Moving fraud has increased recently in the wake of the work-from-home relocation boom, nearly doubling from 2020 to 2021. Fortunately, moving fraud is actually fairly easy to detect if you know what you’re looking for. Most of the things you can look out for aren’t necessarily indicative of a fraudulent company, but probably wouldn’t be the case with a good company. Major red flags involve legal requirements not being met or legal information not being provided, and almost surely indicate fraud.
Very importantly, the company must provide a copy of Your Rights and Responsibilities When You Move. This is a legal requirement. Included in this document is the requirement that moving companies only collect money for successfully delivered items, meaning demanding up-front payment is illegal. Moving trucks are also subject to FMCSA regulations. If they aren’t willing to provide their FMCSA registration, they probably aren’t registered and therefore not operating legally. The company should also provide contact information, including an exact address, and you should be able to find them online.
There are also less surefire red flags.

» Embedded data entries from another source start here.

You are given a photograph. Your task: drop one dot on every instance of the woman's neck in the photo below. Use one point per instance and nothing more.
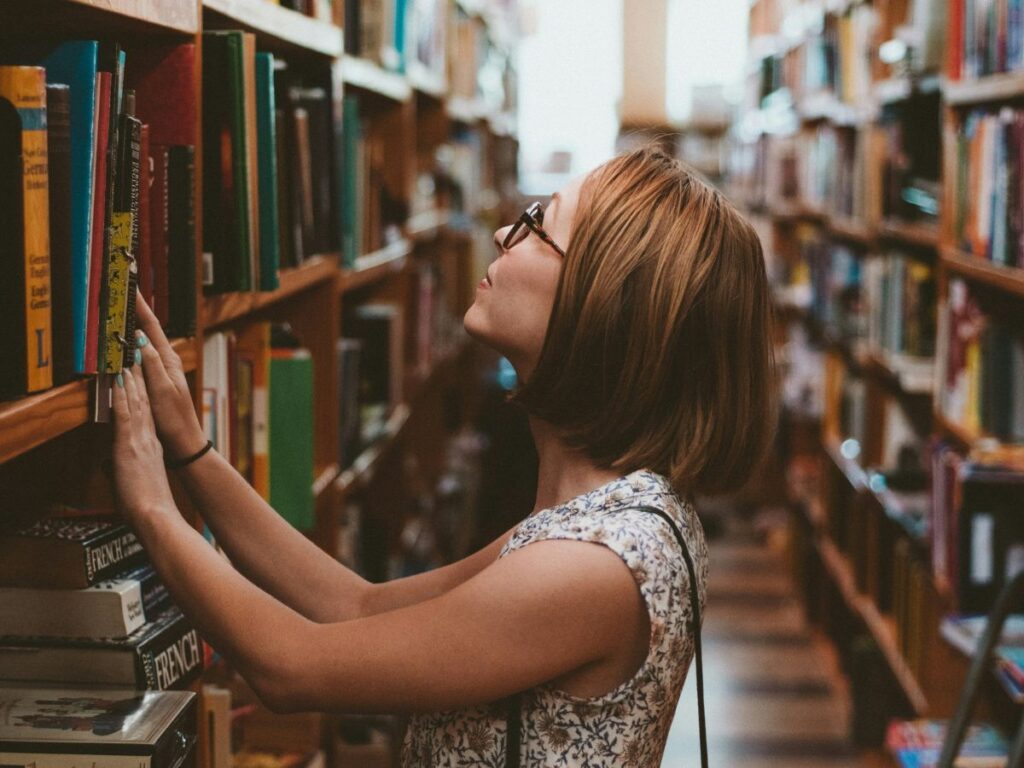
(563, 473)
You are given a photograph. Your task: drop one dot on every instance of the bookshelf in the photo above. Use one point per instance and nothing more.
(873, 292)
(418, 253)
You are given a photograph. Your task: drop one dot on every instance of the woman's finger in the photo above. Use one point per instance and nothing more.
(151, 326)
(153, 366)
(131, 389)
(122, 414)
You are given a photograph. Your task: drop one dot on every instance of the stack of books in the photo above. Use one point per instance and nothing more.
(80, 604)
(52, 727)
(918, 743)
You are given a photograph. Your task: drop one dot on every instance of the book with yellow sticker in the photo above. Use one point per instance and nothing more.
(25, 247)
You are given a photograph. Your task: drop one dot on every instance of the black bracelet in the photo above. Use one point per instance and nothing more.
(179, 463)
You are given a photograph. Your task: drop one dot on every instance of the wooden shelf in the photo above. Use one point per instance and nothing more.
(325, 478)
(365, 75)
(425, 82)
(375, 266)
(29, 422)
(278, 26)
(1007, 279)
(851, 230)
(881, 628)
(961, 433)
(465, 111)
(230, 307)
(426, 225)
(177, 15)
(366, 463)
(1003, 87)
(923, 236)
(854, 473)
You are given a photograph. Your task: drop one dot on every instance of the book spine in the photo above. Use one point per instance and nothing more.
(25, 89)
(181, 240)
(108, 556)
(99, 194)
(61, 287)
(269, 235)
(172, 657)
(159, 211)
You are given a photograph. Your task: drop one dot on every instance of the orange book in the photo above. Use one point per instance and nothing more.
(27, 236)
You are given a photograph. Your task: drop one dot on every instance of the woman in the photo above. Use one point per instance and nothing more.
(635, 311)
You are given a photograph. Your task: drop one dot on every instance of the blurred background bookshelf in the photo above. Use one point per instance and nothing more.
(875, 148)
(349, 163)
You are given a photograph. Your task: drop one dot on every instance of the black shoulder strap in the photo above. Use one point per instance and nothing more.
(695, 605)
(514, 716)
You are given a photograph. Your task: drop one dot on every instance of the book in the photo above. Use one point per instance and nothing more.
(68, 552)
(291, 454)
(916, 743)
(112, 608)
(58, 148)
(269, 224)
(253, 348)
(165, 652)
(25, 253)
(181, 240)
(159, 214)
(225, 182)
(75, 62)
(66, 727)
(103, 105)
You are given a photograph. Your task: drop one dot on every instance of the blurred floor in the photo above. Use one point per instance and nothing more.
(772, 689)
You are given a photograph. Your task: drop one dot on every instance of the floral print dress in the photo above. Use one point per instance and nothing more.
(628, 726)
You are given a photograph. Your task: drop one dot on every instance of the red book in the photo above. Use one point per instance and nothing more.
(164, 79)
(142, 257)
(98, 218)
(158, 231)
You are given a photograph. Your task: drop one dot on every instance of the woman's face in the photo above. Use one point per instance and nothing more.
(514, 300)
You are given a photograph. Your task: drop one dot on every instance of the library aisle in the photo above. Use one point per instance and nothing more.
(773, 692)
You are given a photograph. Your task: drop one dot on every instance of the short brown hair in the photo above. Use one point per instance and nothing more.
(658, 351)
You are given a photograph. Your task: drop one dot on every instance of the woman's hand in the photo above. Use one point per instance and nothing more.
(173, 412)
(139, 476)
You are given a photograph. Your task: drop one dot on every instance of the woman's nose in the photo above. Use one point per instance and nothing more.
(500, 236)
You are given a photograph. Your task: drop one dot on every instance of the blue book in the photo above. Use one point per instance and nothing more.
(266, 145)
(75, 64)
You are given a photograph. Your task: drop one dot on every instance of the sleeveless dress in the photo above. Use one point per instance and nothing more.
(628, 726)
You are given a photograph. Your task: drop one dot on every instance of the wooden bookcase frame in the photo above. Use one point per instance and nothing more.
(871, 530)
(414, 114)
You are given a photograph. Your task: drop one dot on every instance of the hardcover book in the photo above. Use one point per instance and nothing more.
(113, 608)
(165, 652)
(68, 553)
(25, 249)
(60, 728)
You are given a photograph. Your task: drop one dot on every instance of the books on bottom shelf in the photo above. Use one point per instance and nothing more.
(62, 728)
(964, 633)
(80, 604)
(918, 743)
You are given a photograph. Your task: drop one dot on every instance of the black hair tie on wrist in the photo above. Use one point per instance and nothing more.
(179, 463)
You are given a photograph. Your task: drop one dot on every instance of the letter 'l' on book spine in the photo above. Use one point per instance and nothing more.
(24, 90)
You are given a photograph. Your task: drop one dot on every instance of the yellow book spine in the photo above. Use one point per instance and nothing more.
(25, 87)
(122, 262)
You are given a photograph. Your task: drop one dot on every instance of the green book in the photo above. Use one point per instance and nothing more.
(291, 452)
(225, 183)
(350, 237)
(266, 131)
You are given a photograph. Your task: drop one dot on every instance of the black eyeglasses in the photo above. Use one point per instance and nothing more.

As usual, “if it’s too good to be true, it’s probably false” applies. Scammers offer low prices to entice customers, but frequently add hidden surcharges or fees, or simply bump up the cost well above their estimate — if they provide one at all. They may say they’ve been around forever, but they may not have any proof of that. Especially if all their reviews are recent. If they’re all five star reviews, they’re probably all fake. Scammers are also frequently very pushy.